E quando un certo fascistume si sveglia dalle nebbie del proprio non essere per appropriarsi della memoria storica dentro cui le briciole della loro sconfitta? I Verdi con il loro beffardo e perentorio “Calma, camerati, calma!” a firma di Roberto Lorenzetti, fastidiosa zanzara che disturba il sonno altrui ed ogni tanto punge lasciando come ricordo una pruriginosa bolla sulle carni tenere dei partiti che dormono sempre scoperti.
E quello scandalo d’ambiente che ha portato il paese di Magliano Sabino alle triste cronache nazionali ed oltre con massicci interventi della Magistratura e dello stesso Parlamento? Chi se non i Verdi e la loro azione puntigliosa e caparbia? Forse i partiti tradizionali e vetusti? I partiti punti da quella mosca tse-tse ed il cui sonno, quando si interrompe, è soltanto per diventare nebuloso dormiveglia?
I Verdi sono il fatto nuovo: anarchici, civilmente irrispettosi delle buone creanze partitiche che sono use consumarsi nel salotto buono della chiacchiera politica tra biscottini all’anice e tè alla menta, chiassosi ma non rumorosi, fatti di uomini e donne svolazzanti tra la gente a chiedere firme come una sorta di lucciole vaganti che adesso stanno qui e poi là e che asciugano il proprio sudore con quella bandiera che li accompagna dovunque, i Verdi per fortuna ci sono altrimenti lo sbiadito panorama della politica cittadina sarebbe ancorpiù sbiadito, anemico ed ipotònico, semprepiù deprimente e funebre.
Generano invidie? Generano maldicenze? Lorenzetti come cassa di risonanza del malanimo altrui e degli altri complessi di inferiorità? Segno buono: segno che i Verdi colgono nel segno e si pongono orgogliosamente come la cattiva coscienza di quei partiti, soprattutto di sinistra, che sembrano volersi nutrire soltanto d’aria come imperterriti ed insistenti aeròfagi.

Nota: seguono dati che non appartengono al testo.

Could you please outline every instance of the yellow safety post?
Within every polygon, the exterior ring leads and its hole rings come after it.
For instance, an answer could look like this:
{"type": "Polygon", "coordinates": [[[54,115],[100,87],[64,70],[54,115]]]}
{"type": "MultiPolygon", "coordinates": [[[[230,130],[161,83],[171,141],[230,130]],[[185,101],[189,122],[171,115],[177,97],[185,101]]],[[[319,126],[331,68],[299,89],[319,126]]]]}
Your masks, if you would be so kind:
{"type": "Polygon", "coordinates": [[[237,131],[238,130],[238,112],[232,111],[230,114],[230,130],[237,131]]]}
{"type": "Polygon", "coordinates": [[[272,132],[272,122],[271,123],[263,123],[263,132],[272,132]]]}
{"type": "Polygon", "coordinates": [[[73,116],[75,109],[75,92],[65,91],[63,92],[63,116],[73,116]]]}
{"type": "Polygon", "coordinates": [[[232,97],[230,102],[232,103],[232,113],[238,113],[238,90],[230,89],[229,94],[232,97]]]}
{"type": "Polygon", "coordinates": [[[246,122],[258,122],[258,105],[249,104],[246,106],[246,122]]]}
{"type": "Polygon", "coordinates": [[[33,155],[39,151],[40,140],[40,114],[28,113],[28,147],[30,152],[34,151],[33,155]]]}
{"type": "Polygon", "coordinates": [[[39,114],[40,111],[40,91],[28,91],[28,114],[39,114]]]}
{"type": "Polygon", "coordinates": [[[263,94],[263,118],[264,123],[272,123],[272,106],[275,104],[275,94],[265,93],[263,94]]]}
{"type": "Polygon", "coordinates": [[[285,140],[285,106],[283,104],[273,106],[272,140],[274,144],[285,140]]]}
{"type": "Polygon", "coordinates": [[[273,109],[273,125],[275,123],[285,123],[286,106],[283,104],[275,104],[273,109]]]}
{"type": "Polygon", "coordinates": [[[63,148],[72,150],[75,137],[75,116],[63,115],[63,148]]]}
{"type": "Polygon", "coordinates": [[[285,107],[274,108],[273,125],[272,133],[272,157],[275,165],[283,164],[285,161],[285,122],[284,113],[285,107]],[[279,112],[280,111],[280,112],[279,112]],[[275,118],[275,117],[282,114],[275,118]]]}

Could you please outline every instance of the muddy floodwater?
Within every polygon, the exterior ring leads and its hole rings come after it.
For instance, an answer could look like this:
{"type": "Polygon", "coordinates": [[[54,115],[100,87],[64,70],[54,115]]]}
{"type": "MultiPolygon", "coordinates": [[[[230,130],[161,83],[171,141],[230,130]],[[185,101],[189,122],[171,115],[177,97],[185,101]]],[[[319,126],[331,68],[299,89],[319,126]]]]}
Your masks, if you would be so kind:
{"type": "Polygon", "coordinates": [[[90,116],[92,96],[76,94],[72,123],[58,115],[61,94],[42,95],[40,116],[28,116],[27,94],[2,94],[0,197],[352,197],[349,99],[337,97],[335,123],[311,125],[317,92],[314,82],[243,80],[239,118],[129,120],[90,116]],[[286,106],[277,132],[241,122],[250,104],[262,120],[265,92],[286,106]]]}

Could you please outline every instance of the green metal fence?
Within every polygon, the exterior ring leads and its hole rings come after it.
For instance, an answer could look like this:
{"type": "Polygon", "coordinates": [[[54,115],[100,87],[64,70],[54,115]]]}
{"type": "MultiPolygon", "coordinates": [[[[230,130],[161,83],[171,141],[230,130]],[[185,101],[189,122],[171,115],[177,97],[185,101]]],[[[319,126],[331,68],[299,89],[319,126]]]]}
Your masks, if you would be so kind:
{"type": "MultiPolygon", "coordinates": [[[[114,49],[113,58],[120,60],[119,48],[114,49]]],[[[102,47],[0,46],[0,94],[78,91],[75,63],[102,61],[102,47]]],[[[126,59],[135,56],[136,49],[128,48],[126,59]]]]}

Certamente: la attivistica presenza dei Verdi, la loro strafottenza operativa e la loro politematicità non poteva che suscitare reazioni contrastanti ma significative: alla chiara adesione collettiva di un territorio umano che si vede interpretato dalla loro azione “nei fatti” e non soltanto nelle chiacchiere da giuoco dell’oca (sulle tematiche sanitarie, ad esempio), a tale adesione da “Dio vi benedica!” non poteva che corrispondere, in illusoria controspinta, l’azione denigrante di quel mondo un po’ troppo polveroso dei partiti la cui latitanza dai reali problemi umani è messa semprepiù a nudo dall’attivismo dei Verdi. Infondo basta poco per essere: una bandiera, un banchetto e sapere chi si è ed in funzione di chi e di che cosa.